Speaking during a virtual briefing of Parliament’s Standing Committee on Appropriations, Mogajane said that the 1.5% wage settlement would cost R20-billion more than the compensation ceiling outlined in the February Budget.

“Work is ongoing on how to address the wage agreement within the current constrained environment and options or recommendations will be discussed by the Ministers’ Committee on the Budget and Cabinet,” he reported.

The wage settlement was not the only additional spending pressure in the system, however, and Mogajane listed several other large commitments collectively valued at between R100-billion and R105-billion.

His incomplete list included: R3.2-billion to address Denel’s guaranteed debt; R5-billion for the Land Bank; R15-billion worth of National Student Financial Aid Scheme debt; R4.6-billion for the South African National Roads Agency Limited to compensate for the nonpayment of e-tolls to cover its Gauteng Freeway Improvement Programme debt; and another R16-billion to cover provincial accruals.

“The list continues and continues,” he said, revealing that there were billions more in expenditure not included in his list.

“With these spending pressures, and I am not even talking about the spending pressures as a result of the response that we announced [following the riots], we are looking at about R100-billion to R105-billion and we have said that we need to look at reprioritisation here and there.”

Such reprioritisation would involve budget cuts to “take from Peter to pay Paul”.

He acknowledged that departments were complaining about the cuts, but “we are cutting because of the choices that have been made, which require us to make provision for new expenditure pressures when the economy and tax revenues are not growing and when we want to claw back on a debt-to-GDP ratio that is spiralling out of control and a possible huge Budget deficit”.

South Africa would respond to the spending pressures while maintaining a fiscal strategy that aimed to narrow the deficit and stabilise debt “primarily by controlling noninterest expenditure growth”.

The main Budget primary deficit is projected to narrow over the medium term and the gross debt-to-GDP ratio is projected to stabilise at 88.9% in 2025/26.

The debt-to-GDP ratio currently stands at nearly 80%, with the country currently owing R4-trillion and with its debt-servicing cost to rise to R270-billion this year, making it the second-largest Budget item after education.
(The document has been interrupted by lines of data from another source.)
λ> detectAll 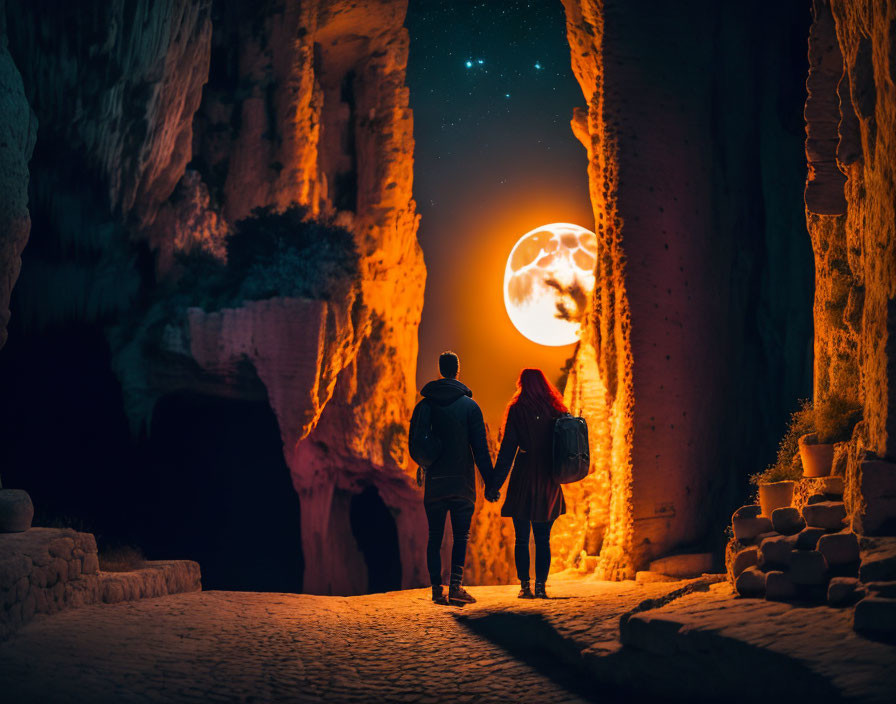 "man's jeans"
[424,498,474,587]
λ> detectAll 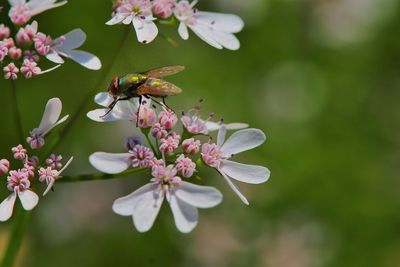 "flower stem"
[1,207,30,267]
[48,27,130,154]
[57,168,148,183]
[11,80,24,144]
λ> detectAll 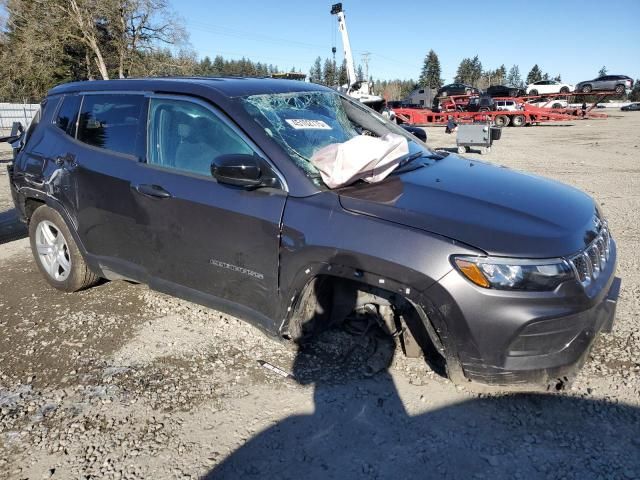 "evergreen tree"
[322,58,336,87]
[309,57,322,83]
[212,55,225,75]
[527,63,542,83]
[491,64,507,85]
[455,55,482,86]
[418,50,444,89]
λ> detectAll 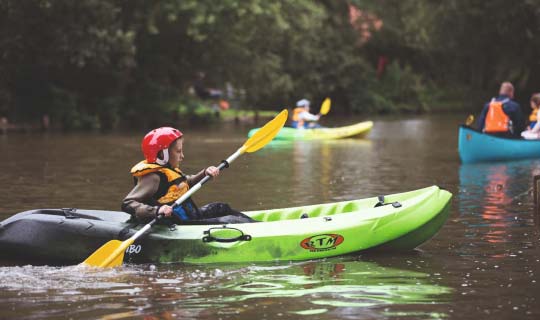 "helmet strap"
[156,149,169,166]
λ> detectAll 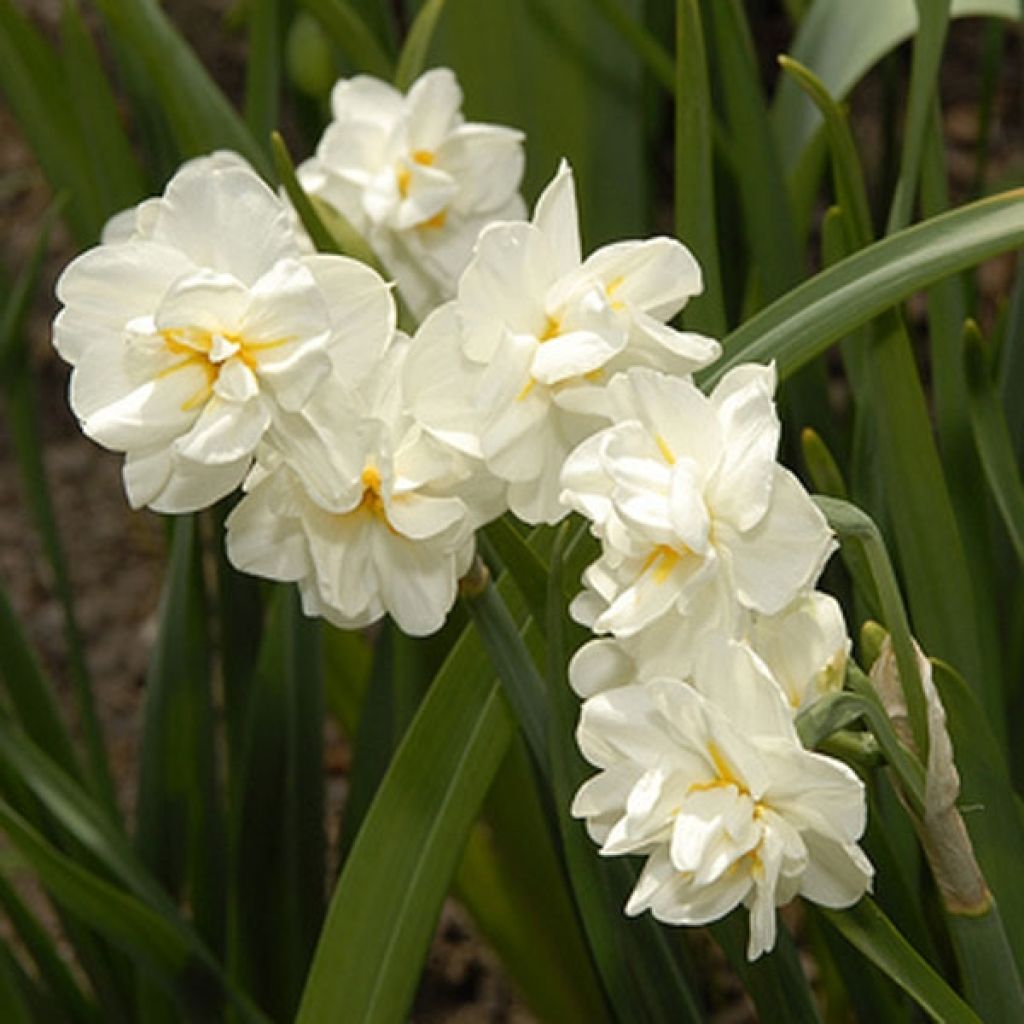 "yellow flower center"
[157,327,292,412]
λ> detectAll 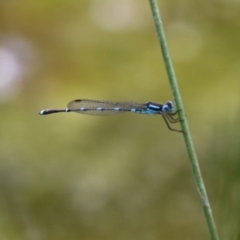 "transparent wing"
[68,99,145,116]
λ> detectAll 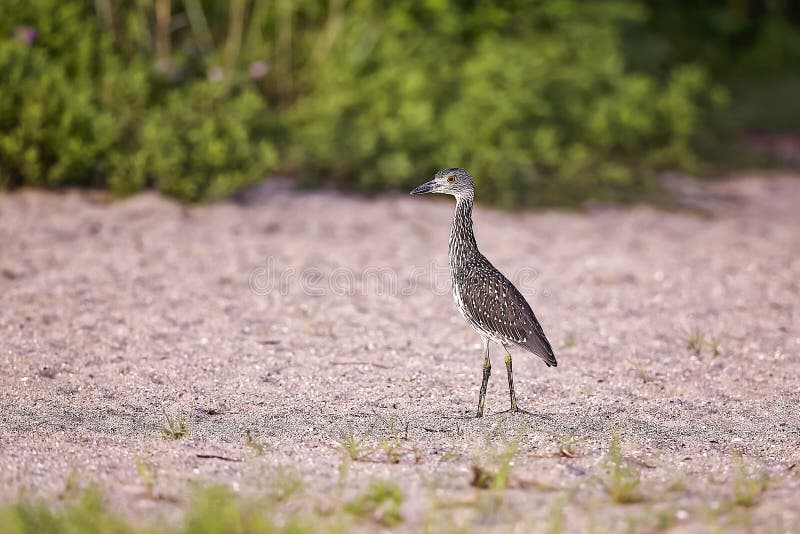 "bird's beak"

Departments were, thus, being asked to prioritise their expenditure, while government was moving to accelerate key reforms that could boost growth and tax revenues in the medium to long term.

Supply-Side Reforms

Deputy Finance Minister David Masondo said the implementation of high-impact reforms in electricity, freight logistics, the digital spectrum, water, skills and tourism were being prioritised in an effort to address supply-side constraints to growth and investment.

The Presidency and the National Treasury were using Operation Vulindlela as a delivery unit approach to accelerate the implementation of these structural reforms.

Some had already been implemented, including the raising of the licence-exemption threshold for private electricity generators to 100 MW and the establishment of Transnet National Ports Authority as an independently governed entity with its own board.

Masondo said the current shortage of electricity continued to constrain investment by the private sector, while inefficiencies at the country’s ports were raising the cost of doing business.

Speaking on behalf of Operation Vulindlela, Dr Sean Phillips described the recent amendment to Schedule 2 of the Electricity Regulation Act as providing the basis for major private investment in electricity generation in the absence of any government guarantees.

“It is the quickest way of getting additional electricity into the system because you don’t have to go through a public procurement process, because the private sector will be investing in the generation capacity.

“It’s estimated that this could result in an additional 5 000 MW of electricity coming into the system over the next couple of years and an additional R60- to R70-billion-worth of investment by the private sector into electricity generation,” Phillips said.